星野源さんの「働く男」を読みました

星野源さんの本は「そして生活はつづく」が読みやすくて、「よみがえる変態」も良かったので「働く男」も読んでみました。

「働く男」「書く男」「歌う男」「演じる男」「そして、また働く男」と5章になっており、「書く男」がメインとなっていたのですが、これが映画感想仕立てのエッセイ部分が大きく占めていて(「ひざの上の映画館」)、映画をほとんど観ないわたしにとっては少し違ったなあという感じでした。映画好きだととってもいいのかなと思いました。

その次に多くを占める「歌う男」は星野源さんの自分の歌の裏話的な内容でして、個人的に星野源さんやSAKEROCKは好きなんですが全曲知ってるぐらいのファンでないとついていけないなと思ってしまいました。
追っかけするぐらいのファンだったらかなり楽しめそうです(バンドの追っかけっぽいことをやってた頃を思い出す)。

個人的には最後の「そして、また働く男」が一番好みでした。関係者の証言とか対談なのでそこまで知らない自分にも読みやすくて。

この本で一番気になった言葉が、星野源さんと又吉直樹さんの対談の中のこの部分でした。

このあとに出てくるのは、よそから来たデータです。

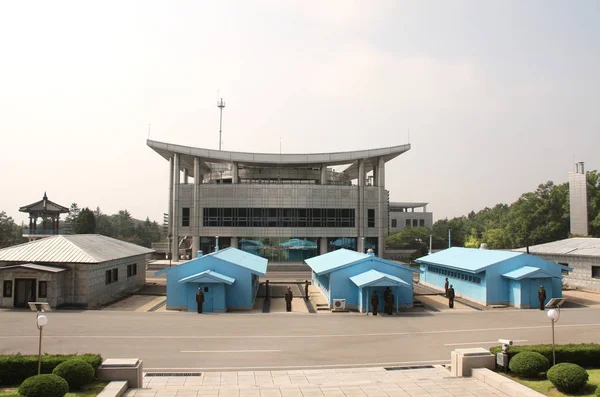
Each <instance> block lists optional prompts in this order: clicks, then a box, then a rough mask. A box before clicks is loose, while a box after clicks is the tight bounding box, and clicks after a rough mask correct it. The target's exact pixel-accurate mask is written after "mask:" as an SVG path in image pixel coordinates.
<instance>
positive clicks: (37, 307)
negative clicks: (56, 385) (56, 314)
mask: <svg viewBox="0 0 600 397" xmlns="http://www.w3.org/2000/svg"><path fill="white" fill-rule="evenodd" d="M28 304H29V308H30V309H31V310H32V311H35V312H36V326H37V328H38V329H39V330H40V338H39V341H38V375H39V374H40V373H41V372H42V331H43V329H44V325H46V324H48V317H46V316H45V315H43V314H40V313H45V312H50V311H52V310H51V309H50V304H49V303H48V302H28Z"/></svg>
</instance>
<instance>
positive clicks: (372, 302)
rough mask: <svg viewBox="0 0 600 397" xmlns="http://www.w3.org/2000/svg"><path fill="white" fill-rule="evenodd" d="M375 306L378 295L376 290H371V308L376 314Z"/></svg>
mask: <svg viewBox="0 0 600 397" xmlns="http://www.w3.org/2000/svg"><path fill="white" fill-rule="evenodd" d="M377 306H379V297H378V296H377V291H373V295H371V307H372V308H373V310H372V311H373V315H374V316H376V315H377Z"/></svg>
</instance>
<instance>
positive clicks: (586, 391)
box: [502, 369, 600, 397]
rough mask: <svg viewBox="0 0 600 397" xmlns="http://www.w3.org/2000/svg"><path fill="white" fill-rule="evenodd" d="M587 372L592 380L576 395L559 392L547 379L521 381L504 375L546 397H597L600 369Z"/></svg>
mask: <svg viewBox="0 0 600 397" xmlns="http://www.w3.org/2000/svg"><path fill="white" fill-rule="evenodd" d="M587 371H588V374H589V376H590V378H589V379H588V383H587V385H586V386H585V387H584V388H583V390H581V391H580V392H579V393H576V394H566V393H561V392H559V391H558V390H556V388H555V387H554V386H553V385H552V382H550V381H549V380H547V379H529V378H523V379H520V378H518V377H516V376H511V375H505V374H502V375H505V376H507V377H509V378H511V379H512V380H514V381H517V382H519V383H520V384H522V385H524V386H527V387H529V388H530V389H533V390H535V391H537V392H540V393H542V394H544V395H546V396H550V397H562V396H578V397H594V396H595V394H594V393H595V392H596V387H598V385H600V369H588V370H587Z"/></svg>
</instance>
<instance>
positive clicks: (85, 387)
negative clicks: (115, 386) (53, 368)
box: [0, 381, 108, 397]
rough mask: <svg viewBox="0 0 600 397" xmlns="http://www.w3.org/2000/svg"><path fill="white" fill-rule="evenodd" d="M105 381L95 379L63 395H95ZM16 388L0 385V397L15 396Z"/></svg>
mask: <svg viewBox="0 0 600 397" xmlns="http://www.w3.org/2000/svg"><path fill="white" fill-rule="evenodd" d="M107 384H108V383H107V382H100V381H95V382H94V383H92V384H89V385H87V386H84V387H83V388H82V389H81V390H79V391H78V392H77V393H67V394H65V397H96V396H97V395H98V394H100V392H101V391H102V390H103V389H104V386H106V385H107ZM17 389H18V388H8V389H6V388H2V387H0V397H17V396H18V395H19V394H18V393H17Z"/></svg>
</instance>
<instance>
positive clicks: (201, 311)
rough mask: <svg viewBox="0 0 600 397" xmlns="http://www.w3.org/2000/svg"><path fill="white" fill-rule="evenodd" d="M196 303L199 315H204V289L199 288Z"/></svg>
mask: <svg viewBox="0 0 600 397" xmlns="http://www.w3.org/2000/svg"><path fill="white" fill-rule="evenodd" d="M196 303H197V304H198V313H202V305H203V304H204V292H202V288H198V291H197V292H196Z"/></svg>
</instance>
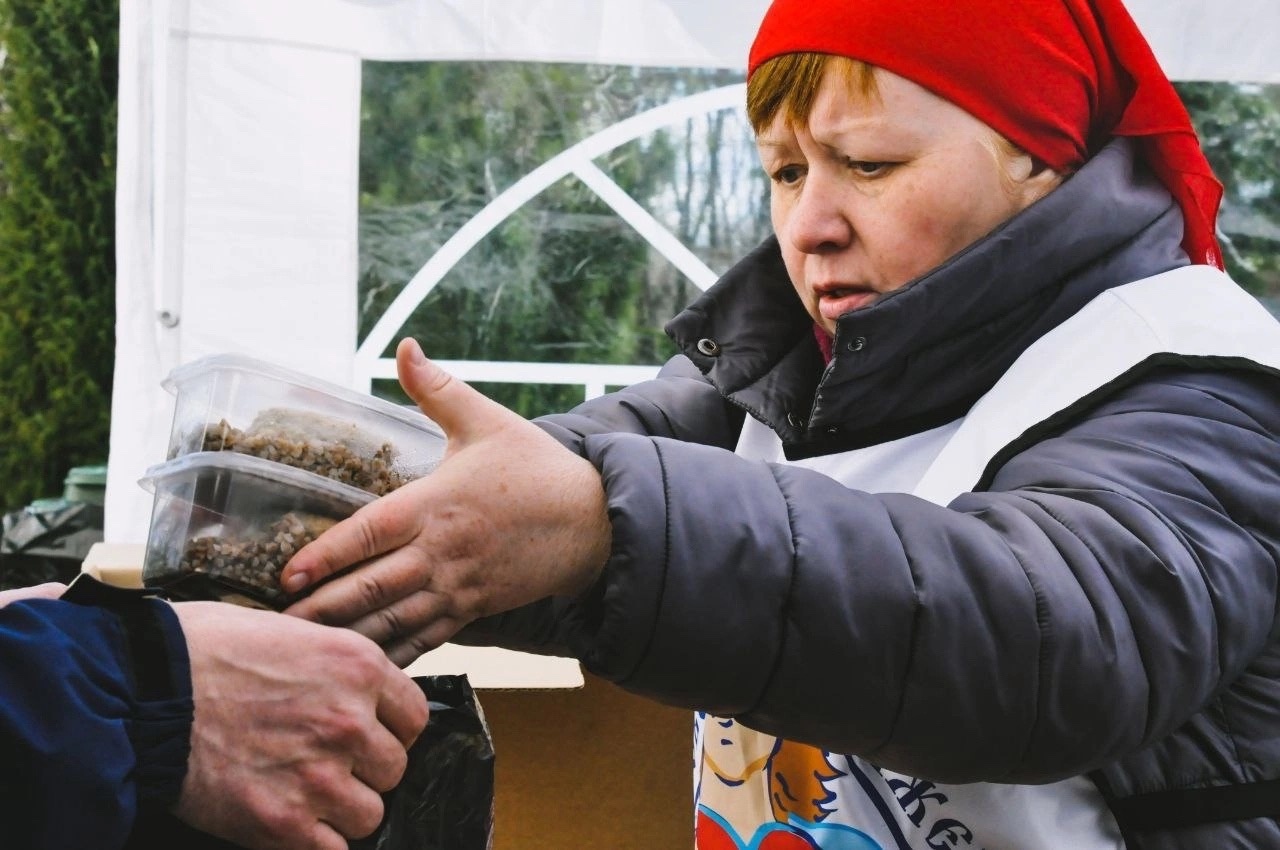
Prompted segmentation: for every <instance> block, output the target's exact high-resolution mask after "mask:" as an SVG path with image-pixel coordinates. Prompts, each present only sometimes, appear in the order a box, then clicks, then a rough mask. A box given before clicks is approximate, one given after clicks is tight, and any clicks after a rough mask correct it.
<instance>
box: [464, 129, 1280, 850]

星野 昔、自分のことを人見知りだと思ってたんです。でも、今は人見知りって気のせいじゃないかって思うんですよね。「人見知りです」と言うのって、「コミュニケーションをとる努力をしない人間なので、気を遣ってください」と言うのと一緒なんじゃないかと気づいてから恥ずかしくなって、5年くらい前から言わなくなりました。

又吉 僕も3年前から言わなくなりました。なんか、人見知りって、生涯背負うものじゃなく、症状やと思うんですよ。いまでも出るときがあるんです。この場は無理やなとか、こいつ合わへんなとか。

星野源「働く男」より

確かにこういう見方もできるなと。わたしも人見知りと思ってたんですが、初めて行く美容院でめっちゃ喋ったりするので、自分が話したくないだけとか、相手が話しやすいかどうかだけなのかも知れないなあと。

多才な二人の対談は良かったし、映画部分はちょっと違いましたが、星野源さんの書き口が好きなので面白かったです。